Daffodils Feb 27 070

A Scottish gangmaster has been stripped of her licence after Gangmasters Licensing Authority (GLA) officers found her workers were underpaid and had been transported in a dangerous vehicle.

Sole trader Sheila Wood of Drumlithie, Stonehaven, also admitted in interview that she lacked the required competencies to run her business, which comprised daffodils and potatoes. Her licence was revoked with immediate effect last month (September 2015).

That decision has now been finalised because no appeal was lodged prior to the lapse of the deadline for submission.

When the former headteacher’s business was inspected, it emerged that she had failed to comply with a number of licensing standards, thus putting the safety of her workers at risk.

GLA chief executive Paul Broadbent said: “This licence was revoked immediately because the holder exhibited a flagrant disregard for the wellbeing of her employees.

“She transported them in a van after it was deemed ‘dangerous’ during an MOT inspection, and failed seven other GLA licensing standards, which are there specifically to protect vulnerable workers.

“She also appeared to lack the required skills and knowledge to run a compliant business and worked with a convicted illegal gangmaster – factors which both weighed heavily against her when making our decision.”

Six separate faults were found with the vehicle used to transport workers - two of them rendering it ‘dangerous’, in the opinion of the MOT tester.

Despite this, the workers employed to pick daffodils and grade potatoes were still being carried in the same van in August - driven to farms by convicted unlicensed gangmaster Rimantas Sulcas.

Sulcas received a Community Payback Order in May 2014 when he was convicted of unlicensed labour provision to potato farms in Aberdeenshire and Angus.

From the outset, when applying for her licence, the 57-year-old was informed that her acquaintance, Sulcas, must not be involved in her business operations without express permission from the GLA. This permission was never sought, leading Wood to breach this specified additional condition attached to her licence and also to fail the GLA’s ‘fit and proper person’ test.
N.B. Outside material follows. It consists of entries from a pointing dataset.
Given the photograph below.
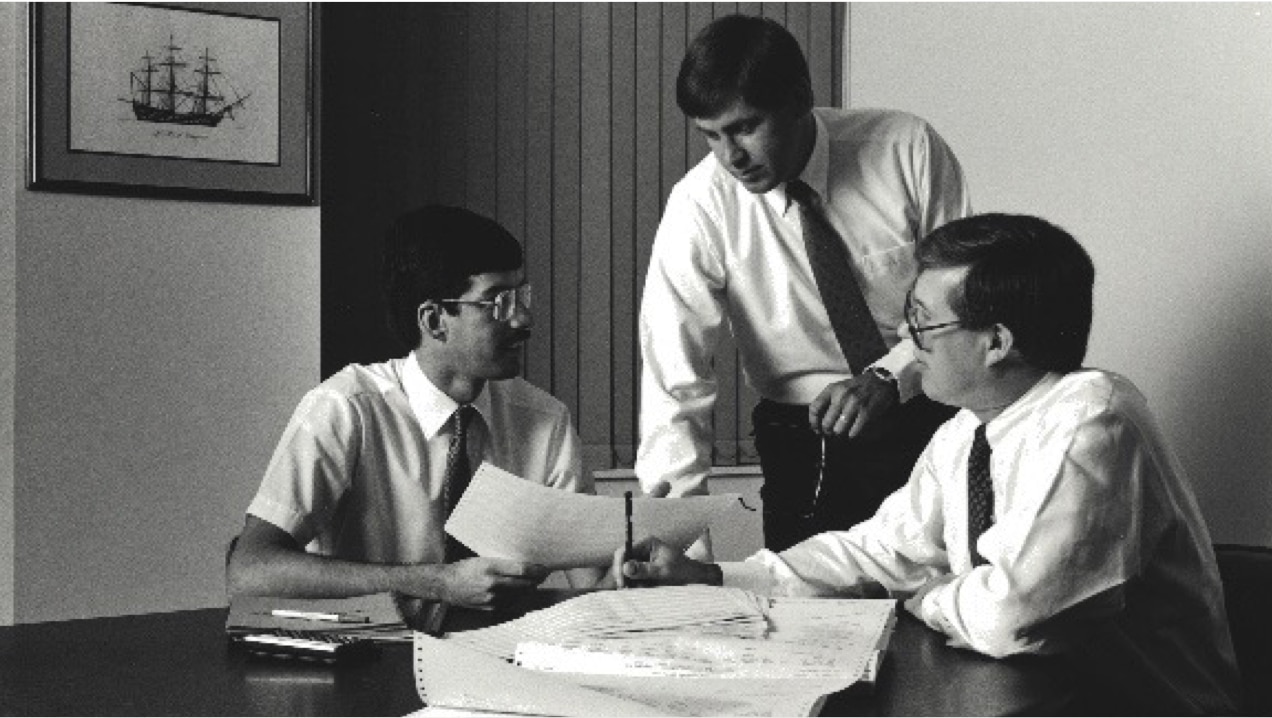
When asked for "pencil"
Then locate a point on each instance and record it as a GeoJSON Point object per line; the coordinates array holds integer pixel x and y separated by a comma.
{"type": "Point", "coordinates": [627, 509]}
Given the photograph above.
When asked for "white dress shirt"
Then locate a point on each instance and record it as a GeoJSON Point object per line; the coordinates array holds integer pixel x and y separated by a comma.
{"type": "Point", "coordinates": [360, 469]}
{"type": "Point", "coordinates": [1095, 525]}
{"type": "Point", "coordinates": [726, 259]}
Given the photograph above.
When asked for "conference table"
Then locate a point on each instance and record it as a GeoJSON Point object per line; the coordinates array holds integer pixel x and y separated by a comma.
{"type": "Point", "coordinates": [181, 663]}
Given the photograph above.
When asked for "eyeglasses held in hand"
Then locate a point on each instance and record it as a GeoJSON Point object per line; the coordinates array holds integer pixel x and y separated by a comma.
{"type": "Point", "coordinates": [504, 304]}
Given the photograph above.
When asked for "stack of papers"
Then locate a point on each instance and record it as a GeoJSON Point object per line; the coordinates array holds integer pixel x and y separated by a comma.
{"type": "Point", "coordinates": [630, 614]}
{"type": "Point", "coordinates": [374, 618]}
{"type": "Point", "coordinates": [641, 662]}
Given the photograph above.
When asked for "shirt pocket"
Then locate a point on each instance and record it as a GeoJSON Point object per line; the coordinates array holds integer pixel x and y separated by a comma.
{"type": "Point", "coordinates": [888, 276]}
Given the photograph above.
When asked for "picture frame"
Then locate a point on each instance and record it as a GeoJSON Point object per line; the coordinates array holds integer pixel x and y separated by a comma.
{"type": "Point", "coordinates": [195, 101]}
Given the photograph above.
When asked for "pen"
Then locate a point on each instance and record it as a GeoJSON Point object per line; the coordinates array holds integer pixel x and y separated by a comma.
{"type": "Point", "coordinates": [627, 511]}
{"type": "Point", "coordinates": [821, 474]}
{"type": "Point", "coordinates": [318, 616]}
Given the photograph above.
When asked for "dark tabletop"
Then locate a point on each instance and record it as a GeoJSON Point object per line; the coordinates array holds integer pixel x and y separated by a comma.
{"type": "Point", "coordinates": [179, 665]}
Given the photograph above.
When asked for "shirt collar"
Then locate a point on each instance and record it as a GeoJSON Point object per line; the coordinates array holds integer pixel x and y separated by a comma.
{"type": "Point", "coordinates": [431, 406]}
{"type": "Point", "coordinates": [815, 172]}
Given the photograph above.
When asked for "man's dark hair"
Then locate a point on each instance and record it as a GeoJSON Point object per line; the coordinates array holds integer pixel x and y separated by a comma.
{"type": "Point", "coordinates": [433, 252]}
{"type": "Point", "coordinates": [1025, 274]}
{"type": "Point", "coordinates": [743, 57]}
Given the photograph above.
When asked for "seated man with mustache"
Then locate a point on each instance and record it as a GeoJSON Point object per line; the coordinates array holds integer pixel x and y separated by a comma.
{"type": "Point", "coordinates": [375, 458]}
{"type": "Point", "coordinates": [1048, 516]}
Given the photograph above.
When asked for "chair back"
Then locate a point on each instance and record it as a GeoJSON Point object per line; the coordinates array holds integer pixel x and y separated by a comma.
{"type": "Point", "coordinates": [1247, 574]}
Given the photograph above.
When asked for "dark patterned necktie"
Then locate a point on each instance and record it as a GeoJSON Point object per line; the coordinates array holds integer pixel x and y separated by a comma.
{"type": "Point", "coordinates": [458, 474]}
{"type": "Point", "coordinates": [854, 327]}
{"type": "Point", "coordinates": [980, 493]}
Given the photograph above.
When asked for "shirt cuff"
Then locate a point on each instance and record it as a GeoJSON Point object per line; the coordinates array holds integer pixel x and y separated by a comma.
{"type": "Point", "coordinates": [899, 362]}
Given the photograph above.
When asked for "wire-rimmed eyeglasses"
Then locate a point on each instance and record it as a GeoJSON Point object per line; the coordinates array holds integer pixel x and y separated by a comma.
{"type": "Point", "coordinates": [917, 330]}
{"type": "Point", "coordinates": [504, 304]}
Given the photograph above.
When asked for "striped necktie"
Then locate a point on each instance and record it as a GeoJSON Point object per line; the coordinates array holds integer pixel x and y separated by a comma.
{"type": "Point", "coordinates": [980, 493]}
{"type": "Point", "coordinates": [854, 326]}
{"type": "Point", "coordinates": [458, 474]}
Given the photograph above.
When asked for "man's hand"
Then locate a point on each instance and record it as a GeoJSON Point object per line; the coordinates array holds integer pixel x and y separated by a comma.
{"type": "Point", "coordinates": [852, 405]}
{"type": "Point", "coordinates": [487, 583]}
{"type": "Point", "coordinates": [926, 610]}
{"type": "Point", "coordinates": [654, 563]}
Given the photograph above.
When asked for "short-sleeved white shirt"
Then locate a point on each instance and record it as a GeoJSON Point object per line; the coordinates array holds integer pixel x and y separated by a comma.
{"type": "Point", "coordinates": [359, 471]}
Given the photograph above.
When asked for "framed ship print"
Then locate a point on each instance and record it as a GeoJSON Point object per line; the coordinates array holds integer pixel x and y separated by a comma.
{"type": "Point", "coordinates": [200, 101]}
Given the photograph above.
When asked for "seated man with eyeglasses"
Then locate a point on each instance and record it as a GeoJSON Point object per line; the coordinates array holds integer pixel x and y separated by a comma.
{"type": "Point", "coordinates": [373, 461]}
{"type": "Point", "coordinates": [1048, 516]}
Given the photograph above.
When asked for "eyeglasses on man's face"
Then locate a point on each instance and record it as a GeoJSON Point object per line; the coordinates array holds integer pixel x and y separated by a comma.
{"type": "Point", "coordinates": [504, 304]}
{"type": "Point", "coordinates": [916, 330]}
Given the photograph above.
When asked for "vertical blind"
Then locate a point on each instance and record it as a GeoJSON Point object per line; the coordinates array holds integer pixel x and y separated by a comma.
{"type": "Point", "coordinates": [560, 121]}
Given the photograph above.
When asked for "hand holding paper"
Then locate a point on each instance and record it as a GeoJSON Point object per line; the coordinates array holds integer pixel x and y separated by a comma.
{"type": "Point", "coordinates": [503, 516]}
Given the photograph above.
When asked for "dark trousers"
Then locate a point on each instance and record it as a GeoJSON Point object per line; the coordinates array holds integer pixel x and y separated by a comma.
{"type": "Point", "coordinates": [859, 475]}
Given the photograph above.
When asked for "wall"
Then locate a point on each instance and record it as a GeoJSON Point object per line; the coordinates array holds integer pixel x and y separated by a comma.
{"type": "Point", "coordinates": [1146, 130]}
{"type": "Point", "coordinates": [158, 349]}
{"type": "Point", "coordinates": [8, 181]}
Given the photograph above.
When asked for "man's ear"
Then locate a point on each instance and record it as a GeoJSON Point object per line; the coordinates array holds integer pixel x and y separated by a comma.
{"type": "Point", "coordinates": [429, 317]}
{"type": "Point", "coordinates": [1001, 343]}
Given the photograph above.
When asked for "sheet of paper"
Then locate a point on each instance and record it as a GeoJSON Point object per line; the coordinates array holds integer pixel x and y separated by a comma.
{"type": "Point", "coordinates": [503, 516]}
{"type": "Point", "coordinates": [715, 696]}
{"type": "Point", "coordinates": [710, 610]}
{"type": "Point", "coordinates": [452, 676]}
{"type": "Point", "coordinates": [378, 612]}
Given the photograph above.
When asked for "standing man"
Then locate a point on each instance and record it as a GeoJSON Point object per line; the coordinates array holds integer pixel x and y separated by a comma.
{"type": "Point", "coordinates": [374, 460]}
{"type": "Point", "coordinates": [796, 234]}
{"type": "Point", "coordinates": [1048, 516]}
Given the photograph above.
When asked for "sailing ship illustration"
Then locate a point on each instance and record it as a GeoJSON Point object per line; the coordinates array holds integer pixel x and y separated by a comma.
{"type": "Point", "coordinates": [167, 89]}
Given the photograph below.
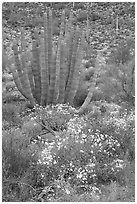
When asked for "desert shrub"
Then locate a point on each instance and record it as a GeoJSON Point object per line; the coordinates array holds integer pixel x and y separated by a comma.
{"type": "Point", "coordinates": [124, 52]}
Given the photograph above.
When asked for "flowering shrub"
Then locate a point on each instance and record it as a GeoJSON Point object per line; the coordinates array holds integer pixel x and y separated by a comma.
{"type": "Point", "coordinates": [72, 155]}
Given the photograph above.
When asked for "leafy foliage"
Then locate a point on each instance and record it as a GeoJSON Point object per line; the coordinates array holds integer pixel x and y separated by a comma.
{"type": "Point", "coordinates": [68, 155]}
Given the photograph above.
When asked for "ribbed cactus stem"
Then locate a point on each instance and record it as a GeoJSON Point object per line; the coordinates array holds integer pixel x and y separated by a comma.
{"type": "Point", "coordinates": [76, 74]}
{"type": "Point", "coordinates": [52, 78]}
{"type": "Point", "coordinates": [49, 30]}
{"type": "Point", "coordinates": [18, 63]}
{"type": "Point", "coordinates": [17, 82]}
{"type": "Point", "coordinates": [59, 56]}
{"type": "Point", "coordinates": [63, 72]}
{"type": "Point", "coordinates": [35, 70]}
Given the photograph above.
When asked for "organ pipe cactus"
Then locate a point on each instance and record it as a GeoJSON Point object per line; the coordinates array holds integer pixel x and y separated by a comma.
{"type": "Point", "coordinates": [52, 75]}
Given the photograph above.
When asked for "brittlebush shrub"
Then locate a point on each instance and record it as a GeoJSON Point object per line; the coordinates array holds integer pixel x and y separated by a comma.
{"type": "Point", "coordinates": [76, 151]}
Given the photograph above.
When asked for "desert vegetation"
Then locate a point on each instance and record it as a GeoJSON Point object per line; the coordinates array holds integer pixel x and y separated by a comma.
{"type": "Point", "coordinates": [68, 102]}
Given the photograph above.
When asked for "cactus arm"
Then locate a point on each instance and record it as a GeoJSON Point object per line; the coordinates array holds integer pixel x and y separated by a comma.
{"type": "Point", "coordinates": [76, 75]}
{"type": "Point", "coordinates": [35, 70]}
{"type": "Point", "coordinates": [17, 82]}
{"type": "Point", "coordinates": [44, 64]}
{"type": "Point", "coordinates": [18, 64]}
{"type": "Point", "coordinates": [58, 59]}
{"type": "Point", "coordinates": [25, 68]}
{"type": "Point", "coordinates": [86, 102]}
{"type": "Point", "coordinates": [31, 78]}
{"type": "Point", "coordinates": [52, 78]}
{"type": "Point", "coordinates": [49, 32]}
{"type": "Point", "coordinates": [63, 72]}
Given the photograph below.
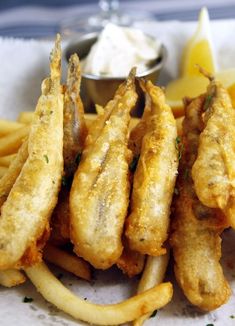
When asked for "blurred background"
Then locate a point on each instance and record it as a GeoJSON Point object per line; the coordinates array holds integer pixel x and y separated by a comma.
{"type": "Point", "coordinates": [43, 18]}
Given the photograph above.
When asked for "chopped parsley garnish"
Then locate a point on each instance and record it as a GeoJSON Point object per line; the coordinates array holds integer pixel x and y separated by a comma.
{"type": "Point", "coordinates": [134, 163]}
{"type": "Point", "coordinates": [46, 158]}
{"type": "Point", "coordinates": [153, 314]}
{"type": "Point", "coordinates": [179, 147]}
{"type": "Point", "coordinates": [27, 299]}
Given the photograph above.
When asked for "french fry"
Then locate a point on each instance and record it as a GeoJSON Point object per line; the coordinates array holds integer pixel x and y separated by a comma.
{"type": "Point", "coordinates": [6, 160]}
{"type": "Point", "coordinates": [10, 144]}
{"type": "Point", "coordinates": [68, 262]}
{"type": "Point", "coordinates": [56, 293]}
{"type": "Point", "coordinates": [24, 223]}
{"type": "Point", "coordinates": [179, 125]}
{"type": "Point", "coordinates": [25, 117]}
{"type": "Point", "coordinates": [3, 170]}
{"type": "Point", "coordinates": [153, 274]}
{"type": "Point", "coordinates": [7, 126]}
{"type": "Point", "coordinates": [11, 277]}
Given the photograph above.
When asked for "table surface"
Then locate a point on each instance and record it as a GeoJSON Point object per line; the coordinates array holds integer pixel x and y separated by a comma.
{"type": "Point", "coordinates": [42, 18]}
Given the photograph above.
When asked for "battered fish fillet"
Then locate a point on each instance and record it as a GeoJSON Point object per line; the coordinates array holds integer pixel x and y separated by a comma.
{"type": "Point", "coordinates": [8, 180]}
{"type": "Point", "coordinates": [24, 221]}
{"type": "Point", "coordinates": [196, 228]}
{"type": "Point", "coordinates": [213, 172]}
{"type": "Point", "coordinates": [100, 191]}
{"type": "Point", "coordinates": [131, 262]}
{"type": "Point", "coordinates": [75, 132]}
{"type": "Point", "coordinates": [154, 179]}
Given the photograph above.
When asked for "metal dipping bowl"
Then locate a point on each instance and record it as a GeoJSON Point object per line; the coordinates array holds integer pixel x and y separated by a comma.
{"type": "Point", "coordinates": [100, 89]}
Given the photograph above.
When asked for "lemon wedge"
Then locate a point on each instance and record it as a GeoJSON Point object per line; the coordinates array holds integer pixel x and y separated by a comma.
{"type": "Point", "coordinates": [199, 49]}
{"type": "Point", "coordinates": [188, 86]}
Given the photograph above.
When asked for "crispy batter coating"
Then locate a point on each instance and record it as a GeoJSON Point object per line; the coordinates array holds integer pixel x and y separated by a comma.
{"type": "Point", "coordinates": [8, 180]}
{"type": "Point", "coordinates": [154, 179]}
{"type": "Point", "coordinates": [213, 172]}
{"type": "Point", "coordinates": [130, 262]}
{"type": "Point", "coordinates": [75, 132]}
{"type": "Point", "coordinates": [100, 191]}
{"type": "Point", "coordinates": [24, 221]}
{"type": "Point", "coordinates": [196, 228]}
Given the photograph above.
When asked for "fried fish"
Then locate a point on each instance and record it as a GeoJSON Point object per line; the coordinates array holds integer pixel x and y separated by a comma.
{"type": "Point", "coordinates": [155, 175]}
{"type": "Point", "coordinates": [196, 228]}
{"type": "Point", "coordinates": [24, 221]}
{"type": "Point", "coordinates": [99, 195]}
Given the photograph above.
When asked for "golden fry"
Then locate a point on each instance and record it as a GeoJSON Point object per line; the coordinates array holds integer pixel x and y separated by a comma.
{"type": "Point", "coordinates": [6, 160]}
{"type": "Point", "coordinates": [24, 223]}
{"type": "Point", "coordinates": [98, 207]}
{"type": "Point", "coordinates": [153, 274]}
{"type": "Point", "coordinates": [10, 144]}
{"type": "Point", "coordinates": [8, 180]}
{"type": "Point", "coordinates": [68, 262]}
{"type": "Point", "coordinates": [114, 314]}
{"type": "Point", "coordinates": [155, 175]}
{"type": "Point", "coordinates": [213, 172]}
{"type": "Point", "coordinates": [196, 228]}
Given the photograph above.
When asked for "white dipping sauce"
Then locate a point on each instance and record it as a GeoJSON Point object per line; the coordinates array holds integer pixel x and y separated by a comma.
{"type": "Point", "coordinates": [118, 49]}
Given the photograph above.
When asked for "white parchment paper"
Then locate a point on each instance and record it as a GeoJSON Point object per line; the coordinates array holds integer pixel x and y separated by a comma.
{"type": "Point", "coordinates": [23, 65]}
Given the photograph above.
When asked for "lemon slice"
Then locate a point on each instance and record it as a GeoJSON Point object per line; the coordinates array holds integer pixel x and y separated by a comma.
{"type": "Point", "coordinates": [227, 78]}
{"type": "Point", "coordinates": [188, 86]}
{"type": "Point", "coordinates": [199, 49]}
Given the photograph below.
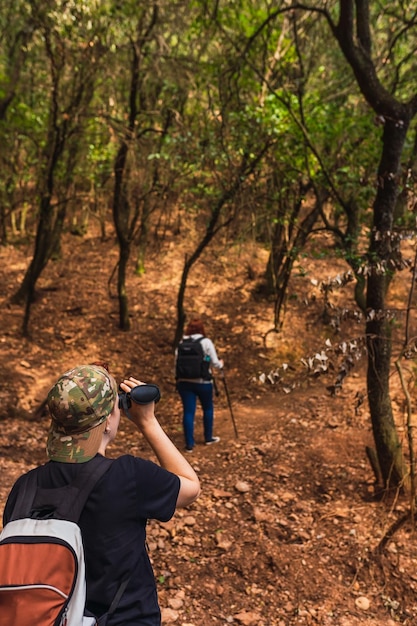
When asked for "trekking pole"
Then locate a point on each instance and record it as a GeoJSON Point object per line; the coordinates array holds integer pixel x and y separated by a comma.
{"type": "Point", "coordinates": [230, 405]}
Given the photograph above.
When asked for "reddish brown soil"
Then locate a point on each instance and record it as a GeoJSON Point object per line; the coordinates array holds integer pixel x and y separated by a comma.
{"type": "Point", "coordinates": [287, 527]}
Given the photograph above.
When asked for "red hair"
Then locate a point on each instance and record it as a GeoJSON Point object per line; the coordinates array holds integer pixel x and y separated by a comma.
{"type": "Point", "coordinates": [195, 327]}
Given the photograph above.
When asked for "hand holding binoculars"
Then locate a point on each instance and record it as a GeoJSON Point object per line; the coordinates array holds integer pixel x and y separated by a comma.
{"type": "Point", "coordinates": [141, 394]}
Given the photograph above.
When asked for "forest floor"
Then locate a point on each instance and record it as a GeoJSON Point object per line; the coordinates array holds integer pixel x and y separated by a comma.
{"type": "Point", "coordinates": [287, 530]}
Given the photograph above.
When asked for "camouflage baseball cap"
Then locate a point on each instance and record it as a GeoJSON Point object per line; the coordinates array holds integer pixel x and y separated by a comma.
{"type": "Point", "coordinates": [79, 403]}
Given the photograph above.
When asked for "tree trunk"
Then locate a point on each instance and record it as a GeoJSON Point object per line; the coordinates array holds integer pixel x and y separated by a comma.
{"type": "Point", "coordinates": [382, 251]}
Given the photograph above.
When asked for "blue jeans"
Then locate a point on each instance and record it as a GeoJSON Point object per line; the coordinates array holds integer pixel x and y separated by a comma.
{"type": "Point", "coordinates": [189, 393]}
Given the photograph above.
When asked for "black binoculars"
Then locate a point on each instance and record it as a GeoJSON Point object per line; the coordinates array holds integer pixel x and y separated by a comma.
{"type": "Point", "coordinates": [141, 394]}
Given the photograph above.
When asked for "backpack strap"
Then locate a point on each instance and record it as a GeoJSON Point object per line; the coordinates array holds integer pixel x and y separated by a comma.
{"type": "Point", "coordinates": [66, 502]}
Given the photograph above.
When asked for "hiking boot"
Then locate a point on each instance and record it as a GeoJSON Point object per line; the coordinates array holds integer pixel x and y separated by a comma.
{"type": "Point", "coordinates": [212, 440]}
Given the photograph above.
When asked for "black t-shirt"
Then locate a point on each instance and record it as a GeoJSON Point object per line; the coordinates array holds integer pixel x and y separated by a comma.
{"type": "Point", "coordinates": [113, 527]}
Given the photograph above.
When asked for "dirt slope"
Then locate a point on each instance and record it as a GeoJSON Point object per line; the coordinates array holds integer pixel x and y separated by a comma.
{"type": "Point", "coordinates": [286, 527]}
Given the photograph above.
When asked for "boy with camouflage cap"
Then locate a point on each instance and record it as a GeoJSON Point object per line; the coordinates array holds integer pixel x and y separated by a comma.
{"type": "Point", "coordinates": [85, 416]}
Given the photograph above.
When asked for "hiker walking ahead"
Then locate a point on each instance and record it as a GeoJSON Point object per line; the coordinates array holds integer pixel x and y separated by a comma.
{"type": "Point", "coordinates": [195, 357]}
{"type": "Point", "coordinates": [85, 413]}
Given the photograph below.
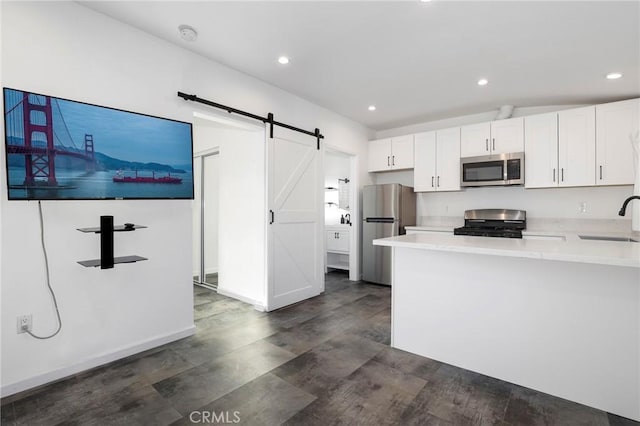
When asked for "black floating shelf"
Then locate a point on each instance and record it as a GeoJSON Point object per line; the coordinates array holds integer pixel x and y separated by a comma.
{"type": "Point", "coordinates": [106, 230]}
{"type": "Point", "coordinates": [118, 228]}
{"type": "Point", "coordinates": [116, 260]}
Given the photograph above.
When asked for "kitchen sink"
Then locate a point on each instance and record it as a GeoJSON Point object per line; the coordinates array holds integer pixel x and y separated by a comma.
{"type": "Point", "coordinates": [605, 238]}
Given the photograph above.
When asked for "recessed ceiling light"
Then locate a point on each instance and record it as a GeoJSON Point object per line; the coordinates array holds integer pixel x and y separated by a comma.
{"type": "Point", "coordinates": [188, 33]}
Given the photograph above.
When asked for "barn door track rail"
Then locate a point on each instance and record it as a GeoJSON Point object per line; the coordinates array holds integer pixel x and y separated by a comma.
{"type": "Point", "coordinates": [268, 119]}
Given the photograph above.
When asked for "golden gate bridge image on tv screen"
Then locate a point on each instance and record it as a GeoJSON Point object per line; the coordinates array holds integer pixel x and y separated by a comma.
{"type": "Point", "coordinates": [62, 149]}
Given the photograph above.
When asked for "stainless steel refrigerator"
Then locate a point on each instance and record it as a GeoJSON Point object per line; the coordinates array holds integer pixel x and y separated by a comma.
{"type": "Point", "coordinates": [386, 210]}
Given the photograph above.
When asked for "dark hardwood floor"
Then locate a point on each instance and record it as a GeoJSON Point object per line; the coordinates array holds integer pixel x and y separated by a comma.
{"type": "Point", "coordinates": [325, 361]}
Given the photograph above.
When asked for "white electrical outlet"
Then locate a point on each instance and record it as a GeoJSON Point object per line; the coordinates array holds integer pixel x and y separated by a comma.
{"type": "Point", "coordinates": [25, 322]}
{"type": "Point", "coordinates": [583, 207]}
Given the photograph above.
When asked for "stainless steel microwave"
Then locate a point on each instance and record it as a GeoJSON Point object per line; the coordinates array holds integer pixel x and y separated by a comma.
{"type": "Point", "coordinates": [492, 170]}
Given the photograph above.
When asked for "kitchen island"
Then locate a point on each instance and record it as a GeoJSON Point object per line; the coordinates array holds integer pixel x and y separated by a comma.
{"type": "Point", "coordinates": [558, 316]}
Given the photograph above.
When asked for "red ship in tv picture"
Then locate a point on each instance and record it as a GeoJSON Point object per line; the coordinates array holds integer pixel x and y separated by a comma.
{"type": "Point", "coordinates": [121, 178]}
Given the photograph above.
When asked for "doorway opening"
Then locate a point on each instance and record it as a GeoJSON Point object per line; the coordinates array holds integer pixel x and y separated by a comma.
{"type": "Point", "coordinates": [206, 219]}
{"type": "Point", "coordinates": [341, 212]}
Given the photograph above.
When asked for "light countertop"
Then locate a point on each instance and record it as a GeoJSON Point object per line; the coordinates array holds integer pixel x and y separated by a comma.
{"type": "Point", "coordinates": [568, 248]}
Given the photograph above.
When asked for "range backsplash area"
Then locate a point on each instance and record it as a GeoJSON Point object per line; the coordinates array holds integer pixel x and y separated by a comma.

Both were critical requirements for retaining her licence.

It was also found that workers had not been paid the overtime they were entitled to in accordance with the Agricultural Wages Order (Scotland), and their handwritten payslips were deemed unacceptable, which led to the failure of two further standards.

Breaches of GLA Licensing Standards result in penalty points with a total of 30 points leading to the revocation of a licence.

Wood accrued a total of 174 points from failing five critical (30 point) and three non-critical (8 point) standards.